Младшая дочь первой покинула отчий дом. Она влюбилась и бросила университет. Нанялась секретаршей и жила с родителями, потому что отец пригрозил отречься от нее, если та вздумает поселиться одна. Она полетела в отпуск в Колумбию, потому что туда летел очередной ее парень, и, поскольку не могла остаться у него на ночь в Нью-Йорке, отправилась за много тысяч миль, чтобы переспать с ним. В Боготе они обнаружили, что, насладившись запретным плодом, тут же утратили аппетит. И расстались. Впрочем, она тут же познакомилась на улице с каким-то туристом из Германии. За всю свою взрослую жизнь эта девушка не сидела без парня дольше нескольких дней. Они влюбились друг в друга.
По пути домой она выбросила свою диафрагму[27] в первую же мусорку в аэропорту Кеннеди. Не собиралась рисковать. Но отец почуял неладное. В следующие несколько месяцев он глаз с нее не спускал. При первой же возможности перерыл ящики ее комода «в поисках своих кусачек для ногтей» и нашел пачку любовных писем. Мелкий правильный почерк немца описывал неописуемое – на тонких голубых бланках аэрограмм воссоздавались постельные беседы.
– Что это значит? – тряс отец письмами перед ее лицом.
Четыре сестры болтали, сидя за столом, когда он вошел в комнату, как хлыстом, похлопывая пачкой по ноге.
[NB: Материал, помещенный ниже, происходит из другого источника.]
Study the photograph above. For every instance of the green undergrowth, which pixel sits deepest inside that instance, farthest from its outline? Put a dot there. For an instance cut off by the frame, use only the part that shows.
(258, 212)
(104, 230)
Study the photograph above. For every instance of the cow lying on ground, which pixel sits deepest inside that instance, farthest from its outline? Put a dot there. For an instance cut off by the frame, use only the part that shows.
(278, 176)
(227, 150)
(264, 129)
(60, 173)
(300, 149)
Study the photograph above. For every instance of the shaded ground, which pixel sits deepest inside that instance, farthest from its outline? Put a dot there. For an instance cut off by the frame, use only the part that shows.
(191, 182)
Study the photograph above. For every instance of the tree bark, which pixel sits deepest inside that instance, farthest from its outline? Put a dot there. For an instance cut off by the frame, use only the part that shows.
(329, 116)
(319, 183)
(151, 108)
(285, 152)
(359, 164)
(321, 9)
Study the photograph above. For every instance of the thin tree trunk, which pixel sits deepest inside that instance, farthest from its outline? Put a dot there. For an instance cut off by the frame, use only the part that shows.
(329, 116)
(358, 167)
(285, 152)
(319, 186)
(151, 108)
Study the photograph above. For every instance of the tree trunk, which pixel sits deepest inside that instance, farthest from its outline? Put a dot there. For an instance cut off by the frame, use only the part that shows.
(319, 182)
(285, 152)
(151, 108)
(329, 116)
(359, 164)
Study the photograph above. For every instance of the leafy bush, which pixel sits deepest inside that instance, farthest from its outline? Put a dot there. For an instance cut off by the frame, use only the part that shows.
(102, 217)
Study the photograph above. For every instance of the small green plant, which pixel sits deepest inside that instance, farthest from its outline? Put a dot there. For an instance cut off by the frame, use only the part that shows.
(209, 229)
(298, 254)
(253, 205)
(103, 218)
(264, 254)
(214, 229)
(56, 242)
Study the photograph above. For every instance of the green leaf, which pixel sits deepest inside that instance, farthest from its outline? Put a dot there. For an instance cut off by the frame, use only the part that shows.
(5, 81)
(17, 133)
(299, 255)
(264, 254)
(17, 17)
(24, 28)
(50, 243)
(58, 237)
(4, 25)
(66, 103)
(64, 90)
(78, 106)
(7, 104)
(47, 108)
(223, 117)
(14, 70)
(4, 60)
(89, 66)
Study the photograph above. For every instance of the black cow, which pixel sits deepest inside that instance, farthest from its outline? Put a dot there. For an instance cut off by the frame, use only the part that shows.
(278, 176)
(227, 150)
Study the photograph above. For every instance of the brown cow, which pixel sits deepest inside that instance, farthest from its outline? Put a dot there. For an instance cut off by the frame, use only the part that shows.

Атласная лента для волос распустилась там, где он развязал ее, а потом снова обмотал письма в безумной попытке обуздать дурное поведение младшей дочери.
– Отдай! – закричала она, кинувшись на него.
Отец вскинул руку с письмами над их головами, подобно статуе Свободы с факелом, но забыл, что младшая дочь одного с ним роста. Она вцепилась в его руку и, силой опустив ее, прижала письма к себе, словно младенца, которого он оторвал от ее груди. Ее ярость казалась скорее биологической, чем романтической.
Оправившись от потрясения, отец снова пришел в ярость.
– Он обесчестил тебя? Вот что я хочу знать. Вы зашли за пальмы? Ты втоптала в грязь мое доброе имя? Вот что я хочу знать! – Обезумев, он выкрикивал в лицо младшей дочери вопрос за вопросом, не давая ей ответить. Он побагровел от бешенства, но ее безучастное лицо – бледная луна цвета слоновой кости, вызывающая такие приливы его гнева, что он почти захлебывался в потоке собственной ярости, – было еще ужаснее.